Depois de Paris em 1934 e Testamento de Um Morto Vivo Sepulto na Casa dos Mortos, em Barcelos, ambos publicados em 2022, a U.Porto Press e a Casa-Museu Abel Salazar (CMAS) acabam de lançar A Crise da Europa. Trata-se do terceiro número da Coleção Pensamento, Arte e Ciência, da Editora da Universidade do Porto, dedicada à edição e reedição de obras de Abel Salazar.
O histórico médico, escritor, investigador e professor catedrático da U.Porto publicou A Crise da Europa no início da década de 40 do século XX, em plena II Guerra Mundial.
Conforme contextualiza Maria Fernanda Rollo no prefácio desta nova edição da obra, “importará referir o lugar deste livro no percurso de Abel Salazar, recordando a proximidade da purga que em 1935 envolveu a demissão de um conjunto de professores universitários”, entre eles o próprio Abel Salazar, que, então, se refugiou na pintura e na escrita.
Maria Fernanda Rollo assinala que “nada se diminui ou retira ao interesse histórico ou mesmo ao estímulo intelectual que A Crise da Europa encerra, nomeadamente pelas reflexões decorrentes das leituras, caracterizações e interpretações propostas por A. Salazar”.
A historiadora e docente universitária ressalva, também, que “se mantém a valorização da prosa e da sua estética formal (…) que, uma vez mais, inscreve a tensão da angústia da compreensão do Homem e do Universo que [Abel Salazar] sempre transportou”.
Uma Europa em crise
Em linha com os títulos anteriormente publicados na coleção «Pensamento, Arte e Ciência», nomeadamente Paris em 1934, neste livro Abel Salazar continua a expor as suas inquietações perante uma Europa em crise.
No seu entendimento, terão existido três períodos definidores do Sistema Histórico, considerando que o terceiro corresponde ao período senil ou de decadência. Na Europa o início do terceiro período terá ocorrido em 1900, quando se verificou um “declínio do sistema europeu, destinado a prolongar-se por dez séculos”.
Abel Salazar aborda a regressão europeia quer a nível económico, quer a nível político e social, defendendo que os problemas que a Europa então vive não poderiam ser resolvidos pelas teorias dos homens, mas antes pelas forças históricas.

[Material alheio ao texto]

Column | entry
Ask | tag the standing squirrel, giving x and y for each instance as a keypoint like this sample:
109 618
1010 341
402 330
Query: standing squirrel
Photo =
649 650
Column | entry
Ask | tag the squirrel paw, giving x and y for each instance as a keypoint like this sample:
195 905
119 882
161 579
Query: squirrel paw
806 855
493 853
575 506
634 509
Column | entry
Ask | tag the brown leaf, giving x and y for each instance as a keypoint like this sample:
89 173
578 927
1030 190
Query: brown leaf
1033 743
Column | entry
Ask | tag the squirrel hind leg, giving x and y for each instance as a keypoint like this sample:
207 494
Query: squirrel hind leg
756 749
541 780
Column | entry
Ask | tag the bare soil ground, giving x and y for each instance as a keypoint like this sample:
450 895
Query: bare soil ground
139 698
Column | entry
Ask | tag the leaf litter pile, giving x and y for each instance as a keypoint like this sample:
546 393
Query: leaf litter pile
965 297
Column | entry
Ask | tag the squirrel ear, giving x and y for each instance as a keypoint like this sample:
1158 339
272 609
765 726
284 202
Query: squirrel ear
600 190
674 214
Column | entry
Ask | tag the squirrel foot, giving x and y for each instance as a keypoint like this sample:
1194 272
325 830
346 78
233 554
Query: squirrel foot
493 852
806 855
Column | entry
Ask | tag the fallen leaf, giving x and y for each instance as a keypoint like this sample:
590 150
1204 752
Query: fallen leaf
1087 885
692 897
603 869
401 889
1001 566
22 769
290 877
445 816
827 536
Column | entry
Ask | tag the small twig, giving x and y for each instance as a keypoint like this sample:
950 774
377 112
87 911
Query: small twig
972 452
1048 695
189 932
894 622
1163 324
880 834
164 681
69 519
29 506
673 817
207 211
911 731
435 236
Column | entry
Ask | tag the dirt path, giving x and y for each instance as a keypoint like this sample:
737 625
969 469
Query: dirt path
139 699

O médico e investigador refere-se ao conceito de “nação”, historicamente elaborado – assumindo a Europa como um conjunto de nações –, e à unidade de “civilização” (europeia) – vista como conceito futuro, indefinido e ainda dependente da elaboração histórica –, como conceitos antagónicos e incompatíveis. Isto porque “o atual Sistema Europeu, depois do seu desenvolvimento mundial, não cabe já no quadro do conceito de nações, nem nos quadros políticos que lhe correspondem”. Por acréscimo, “a Europa atual contém em suas entranhas um mundo novo, uma nova civilização (…) igualmente ela tende para um novo conceito, sem poder defini-lo”, explicita Abel Salazar.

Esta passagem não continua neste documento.